2 Kings 3-4
There’s not
much of a unifying theme to today’s reading. In chapter 3, three kings (Israel,
Judah, and Edom) make war against rebellious Moab. The Lord blesses the endeavor,
first by miraculously providing water in the desert and second by giving the
three kings victory. The victory is resounding and the three kings achieve
everything Elisha has told them: they slaughter the Moabites, overthrew the
towns, cut down the trees, stop up the springs, and ruin the fields. They make
Moab a wasteland. Yet, the last verse of the story is a mystery. The king of
Moab sacrifices his son and we read, “The fury against Israel was great; they
withdrew to their own land.” My study Bible suggests that it was the Lord’s
wrath that burned against Israel, but this is one of those rare cases in which
God’s people seem to have done exactly what the Lord commanded. And even Joram
of Israel is said to have done modestly better on the faithfulness-to-the-Lord
scale than his ancestors had. No, it seems to me that the king of Moab’s sacrifice
somehow galvanized the will of his own people so that they resisted all the
harder, causing the three kings to withdraw. If there is any criticism of the
three kings here, it seems to me that it is implicit in the fact that once
again an Israelite king didn’t push through to completing the Lord’s task.
Chapter 4 relates
a series of miracles the Elisha performs: a seemingly unending supply of oil
for a widow’s debt; a new son and that son’s resuscitation for another woman;
making poisoned stew edible, and a miraculous feeding.

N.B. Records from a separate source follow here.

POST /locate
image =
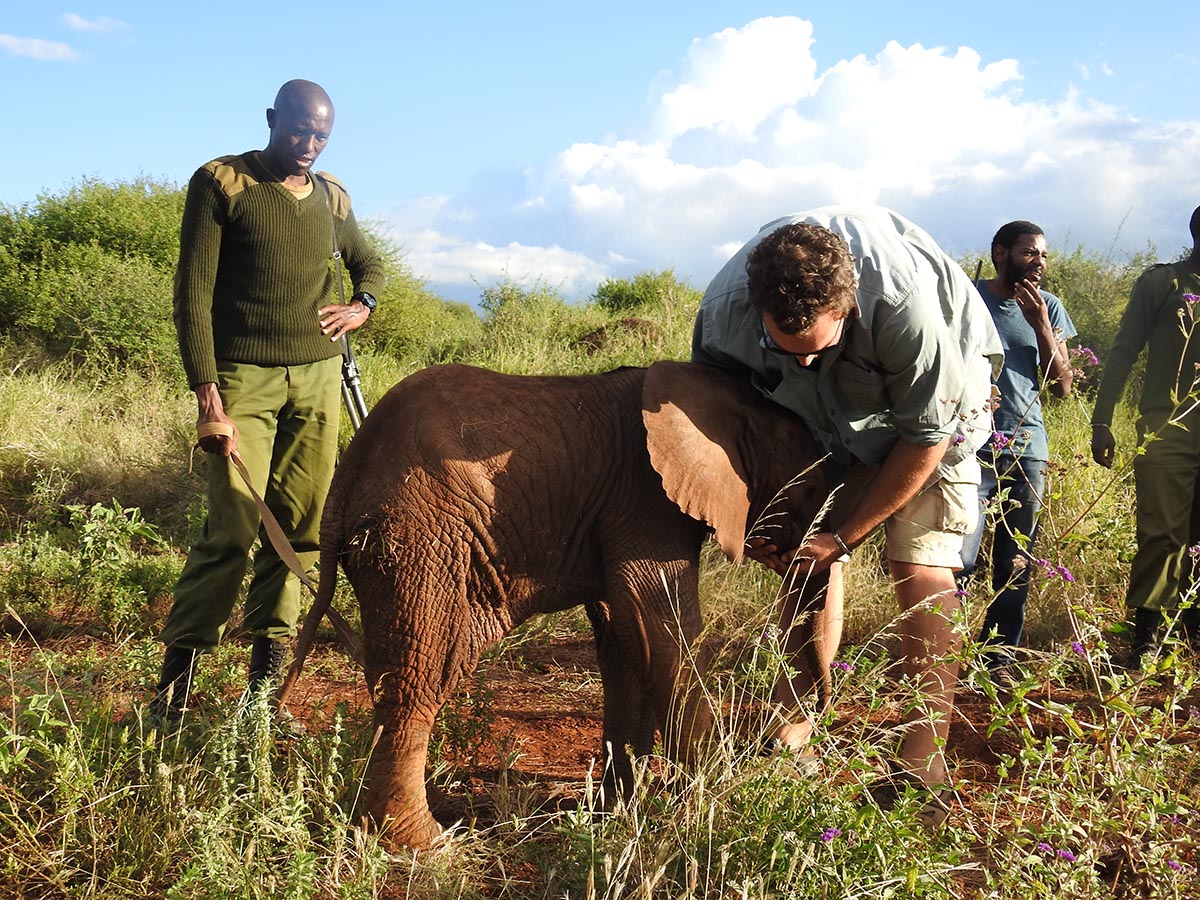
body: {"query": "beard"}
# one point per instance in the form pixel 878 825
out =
pixel 1015 273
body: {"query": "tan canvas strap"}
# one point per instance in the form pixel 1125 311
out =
pixel 280 541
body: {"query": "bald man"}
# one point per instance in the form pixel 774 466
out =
pixel 258 319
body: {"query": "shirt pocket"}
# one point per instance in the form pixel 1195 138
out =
pixel 862 389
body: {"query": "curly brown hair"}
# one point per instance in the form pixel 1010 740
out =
pixel 798 273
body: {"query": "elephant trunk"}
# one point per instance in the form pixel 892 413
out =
pixel 397 804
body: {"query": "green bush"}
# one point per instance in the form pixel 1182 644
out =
pixel 94 307
pixel 645 293
pixel 135 219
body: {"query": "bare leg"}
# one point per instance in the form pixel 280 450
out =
pixel 823 629
pixel 929 643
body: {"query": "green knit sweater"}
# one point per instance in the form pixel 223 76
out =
pixel 256 264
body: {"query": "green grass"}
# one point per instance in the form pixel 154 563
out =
pixel 1081 781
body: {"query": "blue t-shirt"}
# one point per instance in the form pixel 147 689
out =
pixel 1019 415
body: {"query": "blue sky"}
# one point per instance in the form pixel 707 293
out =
pixel 576 142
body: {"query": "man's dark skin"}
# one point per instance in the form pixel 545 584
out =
pixel 1104 445
pixel 1019 274
pixel 300 123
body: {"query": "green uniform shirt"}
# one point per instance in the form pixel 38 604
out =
pixel 1157 318
pixel 256 264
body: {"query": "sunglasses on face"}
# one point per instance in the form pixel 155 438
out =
pixel 768 343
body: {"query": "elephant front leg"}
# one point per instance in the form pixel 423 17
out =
pixel 811 633
pixel 396 801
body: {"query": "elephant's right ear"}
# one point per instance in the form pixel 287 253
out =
pixel 694 418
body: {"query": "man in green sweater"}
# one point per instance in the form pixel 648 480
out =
pixel 1162 317
pixel 259 321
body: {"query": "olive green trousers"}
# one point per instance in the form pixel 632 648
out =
pixel 287 421
pixel 1167 478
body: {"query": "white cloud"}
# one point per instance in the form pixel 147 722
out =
pixel 460 264
pixel 37 48
pixel 749 130
pixel 105 24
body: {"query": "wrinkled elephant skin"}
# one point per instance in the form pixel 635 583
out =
pixel 472 501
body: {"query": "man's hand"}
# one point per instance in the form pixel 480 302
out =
pixel 1104 445
pixel 211 411
pixel 337 321
pixel 1033 306
pixel 814 556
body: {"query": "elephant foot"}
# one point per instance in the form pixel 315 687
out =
pixel 417 832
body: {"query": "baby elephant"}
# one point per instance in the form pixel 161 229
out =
pixel 472 501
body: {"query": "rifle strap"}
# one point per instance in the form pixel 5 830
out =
pixel 280 541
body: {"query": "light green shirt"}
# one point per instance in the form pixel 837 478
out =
pixel 916 364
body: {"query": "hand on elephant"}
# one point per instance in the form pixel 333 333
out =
pixel 763 551
pixel 817 553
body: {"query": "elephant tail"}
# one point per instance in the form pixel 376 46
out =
pixel 331 538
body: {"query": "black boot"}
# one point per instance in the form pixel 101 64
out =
pixel 174 688
pixel 1147 636
pixel 267 657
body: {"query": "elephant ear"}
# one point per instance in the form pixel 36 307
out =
pixel 694 417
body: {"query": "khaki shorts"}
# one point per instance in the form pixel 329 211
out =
pixel 929 531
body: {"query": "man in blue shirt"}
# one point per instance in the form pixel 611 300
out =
pixel 1033 327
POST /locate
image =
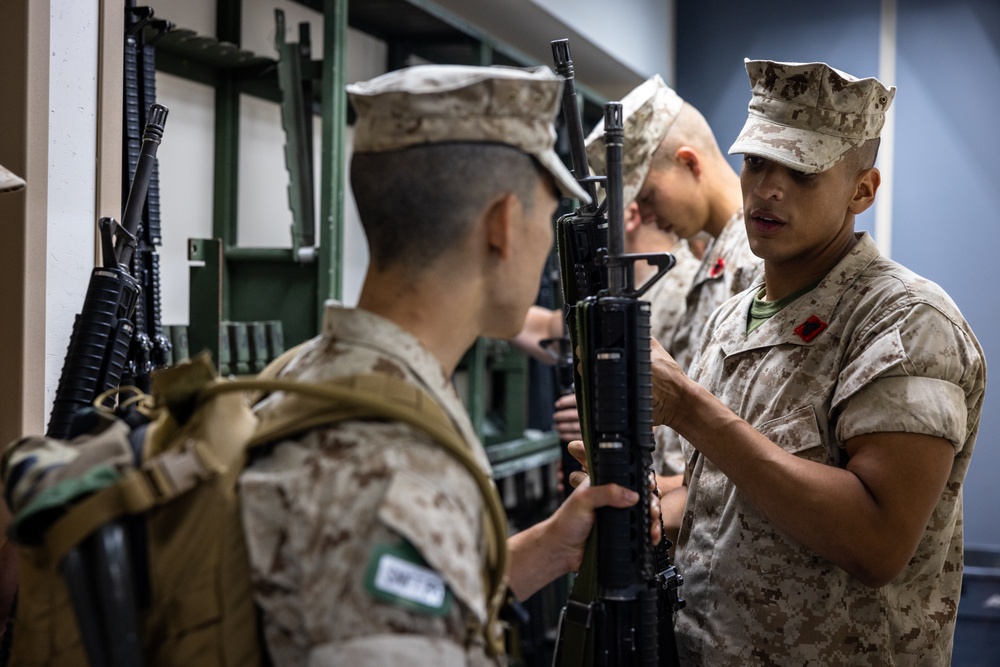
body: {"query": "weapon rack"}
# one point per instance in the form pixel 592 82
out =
pixel 504 392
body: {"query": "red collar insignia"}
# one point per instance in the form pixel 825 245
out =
pixel 810 328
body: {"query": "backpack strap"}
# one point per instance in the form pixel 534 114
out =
pixel 377 396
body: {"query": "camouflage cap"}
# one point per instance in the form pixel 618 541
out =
pixel 806 116
pixel 648 112
pixel 427 104
pixel 9 181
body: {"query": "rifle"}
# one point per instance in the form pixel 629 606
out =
pixel 98 574
pixel 150 349
pixel 620 608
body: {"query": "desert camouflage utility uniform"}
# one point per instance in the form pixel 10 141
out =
pixel 323 513
pixel 667 295
pixel 873 348
pixel 727 269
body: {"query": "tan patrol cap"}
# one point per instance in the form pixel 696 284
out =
pixel 427 104
pixel 9 181
pixel 648 112
pixel 806 116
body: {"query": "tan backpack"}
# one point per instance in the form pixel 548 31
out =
pixel 198 608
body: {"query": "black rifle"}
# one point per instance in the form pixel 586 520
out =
pixel 150 349
pixel 98 573
pixel 620 609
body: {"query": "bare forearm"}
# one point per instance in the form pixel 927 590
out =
pixel 808 500
pixel 535 560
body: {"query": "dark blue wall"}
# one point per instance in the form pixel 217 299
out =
pixel 947 145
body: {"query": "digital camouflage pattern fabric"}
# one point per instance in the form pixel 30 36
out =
pixel 873 348
pixel 648 113
pixel 325 512
pixel 427 104
pixel 806 116
pixel 727 268
pixel 667 296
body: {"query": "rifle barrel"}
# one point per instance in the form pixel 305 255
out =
pixel 132 216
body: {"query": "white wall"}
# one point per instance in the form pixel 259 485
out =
pixel 638 32
pixel 72 180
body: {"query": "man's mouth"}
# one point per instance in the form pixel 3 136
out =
pixel 766 222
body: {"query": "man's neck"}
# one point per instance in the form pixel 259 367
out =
pixel 443 320
pixel 784 278
pixel 725 200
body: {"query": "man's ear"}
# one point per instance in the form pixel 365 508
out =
pixel 632 217
pixel 688 157
pixel 499 218
pixel 864 190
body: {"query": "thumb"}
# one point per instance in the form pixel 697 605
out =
pixel 610 495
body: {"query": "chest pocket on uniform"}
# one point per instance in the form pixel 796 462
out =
pixel 797 433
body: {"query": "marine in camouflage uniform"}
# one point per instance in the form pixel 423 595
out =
pixel 318 511
pixel 367 540
pixel 728 268
pixel 658 124
pixel 666 296
pixel 871 370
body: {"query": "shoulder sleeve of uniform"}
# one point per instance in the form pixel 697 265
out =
pixel 442 518
pixel 922 374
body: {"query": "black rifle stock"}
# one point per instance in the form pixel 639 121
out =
pixel 620 609
pixel 99 343
pixel 98 572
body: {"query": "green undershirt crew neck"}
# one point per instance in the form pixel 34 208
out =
pixel 761 311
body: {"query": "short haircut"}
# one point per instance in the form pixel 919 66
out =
pixel 689 129
pixel 417 202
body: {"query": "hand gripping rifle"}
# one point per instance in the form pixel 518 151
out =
pixel 620 608
pixel 98 574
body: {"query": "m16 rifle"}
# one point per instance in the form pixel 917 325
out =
pixel 98 574
pixel 620 609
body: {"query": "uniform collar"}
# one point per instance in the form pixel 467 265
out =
pixel 804 321
pixel 365 329
pixel 714 264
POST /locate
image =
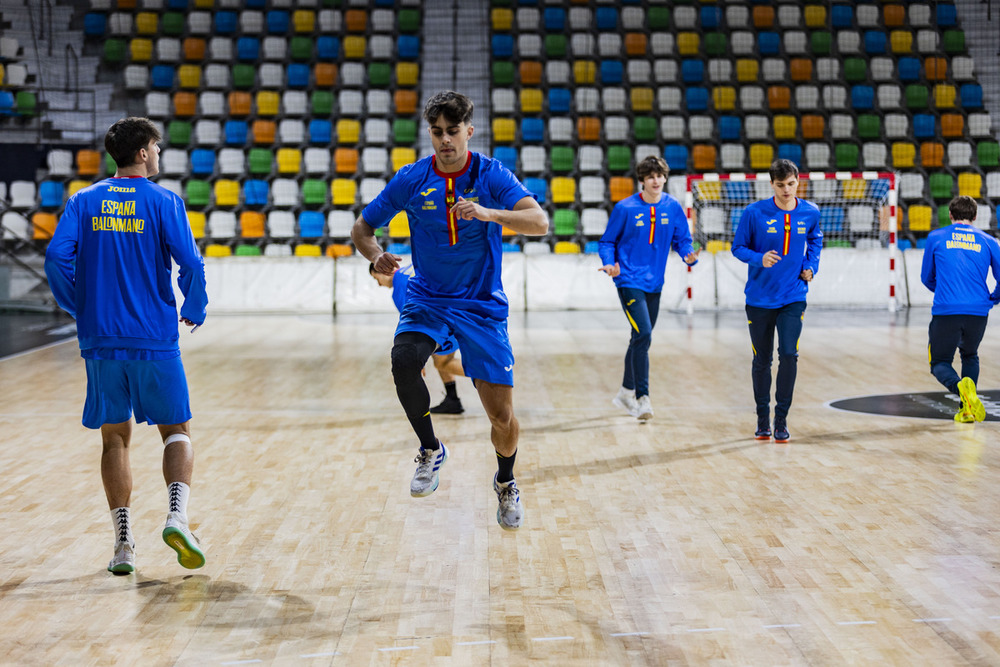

The first thing I
noticed was the overlap with the echoes of Elijah. Elijah had given the widow
of Zarephath an unending supply of oil and flower, and he had restored that
widow’s son to life. Now here comes Elisha, for whom the miracles of Elijah are
nothing, easily repeatable. It seems like we are supposed to think that Elijah
may be the more famous prophet but Elisha is the greater prophet. This plays
into the second thing I notice: the parallel with Jesus. If John the Baptizer
is recognized as a ‘new Elijah’ (Matthew 11:4), then Jesus is the new Elisha.
John is forerunner; Jesus is the real deal. I notice, too, how many of Elisha’s
miracles are repeated by Jesus, especially the resuscitation of a widow’s son
((Luke 7) and a miraculous feeding (Matthew 14). No matter how famous Elisha becomes,
he will not be able to solve the problem of Israel’s rebellious descent into
idolatry. But Jesus! He will pay the price of not just that rebellion, but all
human sin, and he will establish a kingdom that lasts forever!